Не хочу от неё ничего брать, и мысленно я уже убегаю из этого дома. Но даже пошевелиться не могу!

– Лучше по-хорошему возьми. Сама. И сразу отпустит, – настаивает она.

Я будто в трансе. И хоть внутри всё сопротивляется, рука сама тянется. Делаю глоток, другой – и… отключаюсь.

Прихожу в себя, потому что чувствую, как меня хлопают по щекам.

– Миш, ты чего? Вы с Артёмом челлендж, что ли, решили устроить? Ну-ка признавайся, что там ели, пока я у дома стоял?

– Ничего…

– Да всё с ней хорошо будет, – спокойно и довольно произносит Степанида. – Воду допивай. А ты, – кивает Демьяну, – в магазин. Список я сейчас напишу. Ужин поможете приготовить. И Артёма попроси, пусть сумки ее занесет в дом. Со мной она жить останется.

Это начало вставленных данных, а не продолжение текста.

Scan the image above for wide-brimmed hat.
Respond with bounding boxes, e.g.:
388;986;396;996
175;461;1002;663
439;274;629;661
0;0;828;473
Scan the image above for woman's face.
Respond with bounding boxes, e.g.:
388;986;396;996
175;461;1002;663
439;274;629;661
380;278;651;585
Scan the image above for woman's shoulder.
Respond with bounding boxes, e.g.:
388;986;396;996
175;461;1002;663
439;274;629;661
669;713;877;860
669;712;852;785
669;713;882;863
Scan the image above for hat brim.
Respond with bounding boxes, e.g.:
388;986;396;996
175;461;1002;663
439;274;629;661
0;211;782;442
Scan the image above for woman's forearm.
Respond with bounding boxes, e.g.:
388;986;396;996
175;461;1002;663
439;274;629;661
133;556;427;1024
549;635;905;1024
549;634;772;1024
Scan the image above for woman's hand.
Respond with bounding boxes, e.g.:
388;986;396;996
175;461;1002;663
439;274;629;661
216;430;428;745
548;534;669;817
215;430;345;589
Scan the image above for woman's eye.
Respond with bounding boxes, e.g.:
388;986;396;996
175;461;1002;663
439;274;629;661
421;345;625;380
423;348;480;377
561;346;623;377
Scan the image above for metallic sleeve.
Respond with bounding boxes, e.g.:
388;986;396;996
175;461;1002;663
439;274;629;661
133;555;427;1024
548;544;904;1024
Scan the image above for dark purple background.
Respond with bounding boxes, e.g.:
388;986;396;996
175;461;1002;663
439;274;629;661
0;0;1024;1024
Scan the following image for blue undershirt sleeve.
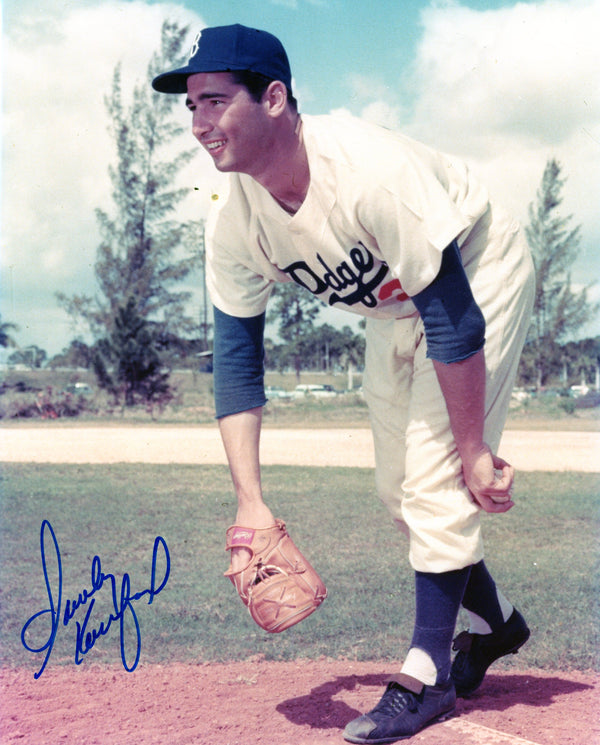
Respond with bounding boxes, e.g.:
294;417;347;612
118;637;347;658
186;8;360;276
412;241;485;364
213;308;267;419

– И что, даже собеседование не проведёшь? – удивляется Демьян.

– А я уже провела.

Ставлю стакан на журнальный столик. Прислушиваюсь к себе. Дурнота прошла. В голове прояснилось. Но тревога… никуда не ушла.

9 глава

Демьян уходит, и мы со Степанидой остаемся один на один. Вся моя охота ей понравиться внезапно испаряется. Я вообще не понимаю, чего теперь хочу. Наверное, чтобы меня ненадолго оставили в покое и дали отфильтровать все, что на меня навалилось Так-то я должна быть в ларьке сейчас и продавать вафли. Какого черта здесь делаю…

– Жить будешь на втором этаже. Последняя дверь справа. Вещей много? – бросает через плечо Степанида.

– Три сумки.

– Три, – повторяет тихо. – Перебрать, что нужное, а что нет и весь хлам на задний двор отнести. Демьяна попросишь. А теперь пойдем на кухню. Поможешь картошку почистить и мясо отбить. Хотя нет, Артём сейчас мясом займется. Сколько тебе лет?

– Восемнадцать…

– Юная совсем.

“Подарочек”, все подшучивал над бабушкой Демьяна, а, похоже, это все не шутки…

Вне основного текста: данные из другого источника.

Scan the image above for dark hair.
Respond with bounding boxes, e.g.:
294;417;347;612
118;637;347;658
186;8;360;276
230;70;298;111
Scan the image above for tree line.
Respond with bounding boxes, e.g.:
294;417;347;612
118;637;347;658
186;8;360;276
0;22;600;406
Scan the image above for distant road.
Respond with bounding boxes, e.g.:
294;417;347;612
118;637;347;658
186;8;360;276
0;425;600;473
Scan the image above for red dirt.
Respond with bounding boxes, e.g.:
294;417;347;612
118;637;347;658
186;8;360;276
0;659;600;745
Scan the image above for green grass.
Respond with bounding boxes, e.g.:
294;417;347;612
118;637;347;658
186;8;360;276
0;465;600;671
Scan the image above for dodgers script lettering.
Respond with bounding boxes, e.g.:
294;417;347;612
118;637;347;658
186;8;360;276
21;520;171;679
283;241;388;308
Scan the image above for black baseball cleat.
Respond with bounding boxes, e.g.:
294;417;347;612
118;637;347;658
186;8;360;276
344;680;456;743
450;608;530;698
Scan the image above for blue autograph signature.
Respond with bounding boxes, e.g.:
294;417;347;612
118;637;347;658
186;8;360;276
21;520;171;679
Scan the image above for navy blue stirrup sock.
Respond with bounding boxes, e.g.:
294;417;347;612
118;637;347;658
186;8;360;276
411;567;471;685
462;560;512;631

– Вы… чем конкретно занимаетесь? – спрашиваю и тут же жалею, что задала этот вопрос, но он сам собой слетает с языка.

Степанида оборачивается. Смотрит так, что туман в голове возвращается без стука. Как будто внутрь залезла. Прямо под кожу. И попробуй теперь не поверить во всю эту мистическую фигню.

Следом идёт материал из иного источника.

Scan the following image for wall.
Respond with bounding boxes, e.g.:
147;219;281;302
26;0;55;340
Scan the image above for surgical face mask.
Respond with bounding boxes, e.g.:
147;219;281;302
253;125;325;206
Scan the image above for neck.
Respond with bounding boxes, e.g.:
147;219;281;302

– Да всем понемногу, – миролюбиво отвечает она. – Но чаще помогаю тем, кто с болью приходит.

– Физической?

– Душевной в основном. Все хвори – они же отсюда родом, – показывает на голову. – Внутри человек болеет, что-то боится, отрицает, не принимает, себе много врет, а потом, как итог, и тело слабеет.

Хочу возразить. Есть же ещё генетика, наследственность. А случайные травмы? Многое идет явно не из головы. А дети в реанимации? Они что, тоже сами себе всё придумали? Нестыковки!

– Годами в себе боль вынашивают, а потом приходят и просят за пару часов всё вылечить, – словно опять подслушав мои мысли, продолжает. – Годами, деточка. Изо дня в день отравляют собственным ядом свое существо, а потом ищут спасение в чудодейственных явлениях. И просят по-быстрому всё изменить. Понимаешь, о чём я?

– Не совсем…

Потому что больше в жизни привыкла опираться на логику и факты. Ну стараюсь. А сейчас явно что-то идет не так.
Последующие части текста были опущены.